The sale of the Sacramento Kings to an investment group headed by Vivek Ranadive was unanimously approved Tuesday by the NBA's Board of Governors.

The Maloof family, which had controlling ownership of the Kings since 1999, agreed to sell the franchise to Ranadive's group for a reported $347 million. There was a competing bid from a partnership that would have moved the club to Seattle, but NBA owners earlier this spring voted to keep the team in Sacramento.

A new stadium deal, something the Maloof family worked unsuccessfully to complete, is part of the overall package.

Sacramento mayor Kevin Johnson, a former NBA player, worked tirelessly to keep the Kings in the city after repeated efforts for a new stadium plan with the Maloof family continually fell apart.

The Maloof family had agreed in January to sell a 65 percent share of the team to a group led by hedge fund manager Chris Hansen and Microsoft CEO Steve Ballmer, who would have moved the Kings to Seattle.

On March 27, the Sacramento City Council approved a public-private deal to build a new 18,500-seat arena and retail center downtown, leading to the purchase bid from Ranadive's group.

The league heard proposals from both groups in April and decided, by a 22-8 vote, to keep the team in Sacramento.

Seattle has been without an NBA team since the SuperSonics left for Oklahoma City following the 2007-08 campaign.
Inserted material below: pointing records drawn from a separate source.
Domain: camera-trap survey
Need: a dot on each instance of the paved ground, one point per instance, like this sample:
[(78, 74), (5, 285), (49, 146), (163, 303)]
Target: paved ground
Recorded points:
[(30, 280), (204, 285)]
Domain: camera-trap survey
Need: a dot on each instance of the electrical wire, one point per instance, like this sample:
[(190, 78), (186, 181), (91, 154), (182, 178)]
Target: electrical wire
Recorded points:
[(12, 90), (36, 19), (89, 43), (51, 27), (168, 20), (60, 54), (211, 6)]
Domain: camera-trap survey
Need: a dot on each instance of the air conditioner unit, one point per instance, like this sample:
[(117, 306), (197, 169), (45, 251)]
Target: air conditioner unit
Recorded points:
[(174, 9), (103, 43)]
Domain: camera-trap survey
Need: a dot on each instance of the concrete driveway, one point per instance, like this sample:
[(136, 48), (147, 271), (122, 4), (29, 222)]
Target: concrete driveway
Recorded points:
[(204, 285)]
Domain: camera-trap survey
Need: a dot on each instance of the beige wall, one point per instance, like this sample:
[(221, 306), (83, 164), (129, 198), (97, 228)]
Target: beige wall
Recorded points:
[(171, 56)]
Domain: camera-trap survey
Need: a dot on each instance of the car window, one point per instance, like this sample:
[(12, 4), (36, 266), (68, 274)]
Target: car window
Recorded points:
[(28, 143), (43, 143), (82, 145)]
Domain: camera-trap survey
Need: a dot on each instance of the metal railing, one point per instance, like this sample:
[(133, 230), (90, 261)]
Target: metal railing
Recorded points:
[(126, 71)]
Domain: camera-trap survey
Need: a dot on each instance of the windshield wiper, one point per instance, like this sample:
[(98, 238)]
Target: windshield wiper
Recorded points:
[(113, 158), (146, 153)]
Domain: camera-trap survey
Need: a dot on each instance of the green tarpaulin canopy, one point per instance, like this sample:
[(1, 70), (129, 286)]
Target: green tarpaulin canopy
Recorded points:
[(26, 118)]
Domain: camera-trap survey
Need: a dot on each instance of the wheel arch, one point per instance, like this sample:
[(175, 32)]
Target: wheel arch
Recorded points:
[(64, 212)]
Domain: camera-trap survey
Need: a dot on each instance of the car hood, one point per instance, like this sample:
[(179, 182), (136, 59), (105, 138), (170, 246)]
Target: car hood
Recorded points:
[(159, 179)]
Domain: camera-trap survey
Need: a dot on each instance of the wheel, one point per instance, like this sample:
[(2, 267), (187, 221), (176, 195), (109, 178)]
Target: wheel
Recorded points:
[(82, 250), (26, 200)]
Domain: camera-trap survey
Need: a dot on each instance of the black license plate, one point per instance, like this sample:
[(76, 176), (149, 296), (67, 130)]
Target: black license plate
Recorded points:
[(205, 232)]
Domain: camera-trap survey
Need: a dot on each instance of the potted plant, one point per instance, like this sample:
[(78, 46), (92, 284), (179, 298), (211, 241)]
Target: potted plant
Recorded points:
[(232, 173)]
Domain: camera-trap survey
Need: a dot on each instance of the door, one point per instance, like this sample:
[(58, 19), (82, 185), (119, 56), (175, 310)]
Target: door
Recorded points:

The Sonics were an expansion franchise in 1967-68.

The Kings, meanwhile, have been in numerous cities since their inception in 1948-49. They began as the Rochester Royals until 1956-57, then stopped in Cincinnati through 1971-72 before moving to the Midwest. They changed their name to the KC-Omaha Kings before becoming the Kansas City Kings in 1975-76, then moved to Sacramento for the start of the 1985-86 season.